如何用列表结构的原始列表重建列表

时间:2019-09-27 18:23:01

标签: python

我有一个原始的字符串列表。我拼凑了此列表,以对原始数据中的每个项目进行标签编码。标签编码后,我将标签压缩回单词,作为一个简单的元组列表。现在,我想将此元组列表转换回字符串列表结构的原始列表。下面的示例:

original_data = [[['hey how are you?'], ['I am fine, and you?'], ['I am fine, too.']], [["My name is Jason, what's your name?"], ['My name is Tina.'], ['Nice to meet you.'], ['Nice to meet you, too,']]]

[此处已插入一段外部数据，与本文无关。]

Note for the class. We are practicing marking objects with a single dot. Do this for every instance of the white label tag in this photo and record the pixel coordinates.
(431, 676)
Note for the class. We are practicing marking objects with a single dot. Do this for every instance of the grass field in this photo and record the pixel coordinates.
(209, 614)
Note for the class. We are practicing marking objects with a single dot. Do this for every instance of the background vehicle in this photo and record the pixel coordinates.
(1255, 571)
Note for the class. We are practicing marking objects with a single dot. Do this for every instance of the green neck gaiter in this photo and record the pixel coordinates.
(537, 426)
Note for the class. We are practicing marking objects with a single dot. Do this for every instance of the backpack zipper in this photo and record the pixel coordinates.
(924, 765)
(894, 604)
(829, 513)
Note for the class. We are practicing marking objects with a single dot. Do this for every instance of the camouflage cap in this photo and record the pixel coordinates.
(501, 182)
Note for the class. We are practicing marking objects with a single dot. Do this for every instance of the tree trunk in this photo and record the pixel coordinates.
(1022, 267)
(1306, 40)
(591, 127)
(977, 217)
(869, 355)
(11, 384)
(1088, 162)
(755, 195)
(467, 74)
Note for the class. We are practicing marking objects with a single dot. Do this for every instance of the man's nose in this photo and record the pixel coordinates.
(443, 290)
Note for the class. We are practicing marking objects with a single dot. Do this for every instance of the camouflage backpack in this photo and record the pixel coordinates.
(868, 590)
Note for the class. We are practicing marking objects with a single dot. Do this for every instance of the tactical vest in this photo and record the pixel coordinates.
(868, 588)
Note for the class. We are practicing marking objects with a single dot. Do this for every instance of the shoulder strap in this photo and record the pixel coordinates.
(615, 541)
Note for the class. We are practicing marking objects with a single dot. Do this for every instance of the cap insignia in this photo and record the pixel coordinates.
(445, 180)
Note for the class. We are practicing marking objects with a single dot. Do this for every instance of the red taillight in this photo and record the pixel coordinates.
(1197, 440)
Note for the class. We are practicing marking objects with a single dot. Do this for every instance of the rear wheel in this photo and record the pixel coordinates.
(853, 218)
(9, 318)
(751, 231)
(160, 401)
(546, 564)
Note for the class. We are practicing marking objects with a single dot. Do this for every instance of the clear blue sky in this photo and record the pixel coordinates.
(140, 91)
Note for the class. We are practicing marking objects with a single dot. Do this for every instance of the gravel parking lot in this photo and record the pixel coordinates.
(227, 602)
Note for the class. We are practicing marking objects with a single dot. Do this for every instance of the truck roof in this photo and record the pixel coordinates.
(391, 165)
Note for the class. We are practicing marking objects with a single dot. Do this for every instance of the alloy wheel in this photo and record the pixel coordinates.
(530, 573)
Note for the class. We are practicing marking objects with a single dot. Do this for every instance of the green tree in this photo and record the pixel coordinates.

flat_words = ['hey', 'how', 'are', 'you?', 'I', 'am', 'fine,', 'and', 'you?', 'I', 'am', 'fine,', 'too.', 'My', 'name', 'is', 'Jason,', "what's", 'your', 'name?', 'My', 'name', 'is', 'Tina.', 'Nice', 'to', 'meet', 'you.', 'Nice', 'to', 'meet', 'you,', 'too,']

labels = [9, 10, 7, 21, 0, 5, 8, 6, 21, 0, 5, 8, 17, 2, 13, 11, 1, 18, 22, 14, 2, 13, 11, 4, 3, 15, 12, 20, 3, 15, 12, 19, 16]

flat_words_with_labels = [('hey', 9), ('how', 10), ('are', 7), ('you?', 21), ('I', 0), ('am', 5), ('fine,', 8), ('and', 6), ('you?', 21), ('I', 0), ('am', 5), ('fine,', 8), ('too.', 17), ('My', 2), ('name', 13), ('is', 11), ('Jason,', 1), ("what's", 18), ('your', 22), ('name?', 14), ('My', 2), ('name', 13), ('is', 11), ('Tina.', 4), ('Nice', 3), ('to', 15), ('meet', 12), ('you.', 20), ('Nice', 3), ('to', 15), ('meet', 12), ('you,', 19), ('too,', 16)]

我想要的是:

final = [[[('hey', 9), ('how', 10), ('are', 7), ('you?', 21)], [('I', 0), ('am', 5), ('fine,', 8), ('and', 6), ('you?', 21)], [('I', 0), ('am', 5), ('fine,', 8), ('too.', 17)]], [[('My', 2), ('name', 13), ('is', 11), ('Jason,', 1), ("what's", 18), ('your', 22), ('name?', 14)], [('My', 2), ('name', 13), ('is', 11), ('Tina.', 4)], [('Nice', 3), ('to', 15), ('meet', 12), ('you.', 20)], [('Nice', 3), ('to', 15), ('meet', 12), ('you,', 19), ('too,', 16)]]]

3 个答案:

答案 0 :(得分:1)

一站式就可以了:

d = dict(flat_words_with_labels)
final = [[[(word, d[word]) for word in sentence[0].split()] for sentence in paragraph] for paragraph in original_data]

答案 1 :(得分:1)

这是一种看起来比较干净并且可以处理任何级别嵌套的方法。

original_data = [[['hey how are you?'], ['I am fine, and you?'], ['I am fine, too.']], [["My name is Jason, what's your name?"], ['My name is Tina.'], ['Nice to meet you.'], ['Nice to meet you, too,']]]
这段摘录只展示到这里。